Did Mohammed bin Salman give jihadis the world’s greatest terrorist recruiting tool?
Anger at the presence of U.S. troops on sacred Saudi soil led Osama bin Laden to found al Qaeda and wage jihad on the West. The crown prince’s decision to welcome them back could light the fuse again.
n July 11, 1995, an open letter was faxed to the king of Saudi Arabia denouncing him as an infidel. The public accusation was shocking enough, but what made this event particularly stunning was the author’s status as the scion of a major Saudi family and, until recently, a member of the Saudi inner circle.
“Your alleged kingdom in reality is nothing else but an American protectorate governed by the American Constitution,” Osama bin Laden wrote to King Fahd. Your infidelity and apostasy, he continued, “is as clear as sunlight at high noon.”

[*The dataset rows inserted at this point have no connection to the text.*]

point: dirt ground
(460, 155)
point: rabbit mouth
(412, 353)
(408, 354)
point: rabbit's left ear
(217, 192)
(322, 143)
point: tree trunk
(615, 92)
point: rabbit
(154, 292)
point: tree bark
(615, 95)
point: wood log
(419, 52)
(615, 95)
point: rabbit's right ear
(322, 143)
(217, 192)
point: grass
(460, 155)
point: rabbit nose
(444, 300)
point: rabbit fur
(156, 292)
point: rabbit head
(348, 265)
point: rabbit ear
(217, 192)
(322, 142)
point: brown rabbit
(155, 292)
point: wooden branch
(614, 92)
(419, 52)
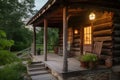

Bin Laden went on to wage global jihad under the banner of al Qaeda. The first line of his first fatwa in 1996 beseeched Muslims to “expel the polytheists from the Arabian Peninsula,” whose troops were, in his view, defiling sacred soil.
Those soldiers eventually departed in 2003, after Saddam Hussein was removed in the U.S.-led invasion of Iraq. Paul Wolfowitz, the U.S. deputy defense secretary at the time, spoke of “a huge recruiting device for al Qaeda” and “lifting that burden” for the Saudis.
Sixteen years later, on July 19, as military tensions with Iran intensified, the Saudi Press Agency announced that U.S. combat troops were returning to the kingdom. The Prince Sultan Air Base will soon host an estimated 500 U.S. soldiers, fighter jets, and patriot missiles.
That Riyadh would reopen this controversial file is yet another reflection of the risk appetite of its crown prince, Mohammed bin Salman. The prince is essentially wagering that, among his people and the clerical establishment, current hostility toward Iran will overshadow any lingering anti-U.S. sentiment. It’s a risky bet.
Allowing the return of U.S. troops is part of a pattern of high-stakes gambles by the crown prince. This includes the war in Yemen, which his ally, the United Arab Emirates, has now backed away from and which has carried with it a series of scarcely justifiable costs—from diplomatic and security difficulties to reputational damage to, above all, humanitarian devastation. Other gambles include the mass detention of Saudi tycoons and royals on corruption charges and the brutal slaying of the dissident journalist Jamal Khashoggi at the Saudi Consulate in Istanbul last year.
Most recently, Mohammed bin Salman has sought to transform Saudi society from above, by curbing the morality police, overhauling female guardianship laws, allowing concerts and cinemas, and permitting women to drive—while arresting activists who have long pushed for the very same liberties.
Saudi relations with Israel have also rapidly warmed, powered by mutual hostility toward Iran. In February, the Saudi state minister for foreign affairs attended the U.S.-led Warsaw summit alongside Israeli Prime Minister Benjamin Netanyahu. Last month, a Saudi influencer, Mohammed Saud, took part in a state-sponsored visit to Jerusalem—where he was heckled as a “traitor” by Palestinian children—and performed a song in Hebrew for Netanyahu. The Saudi government is at pains to deny that diplomatic normalization has taken place, knowing that the Israeli-Palestinian conflict remains an emotionally charged issue across the region and within Saudi Arabia itself.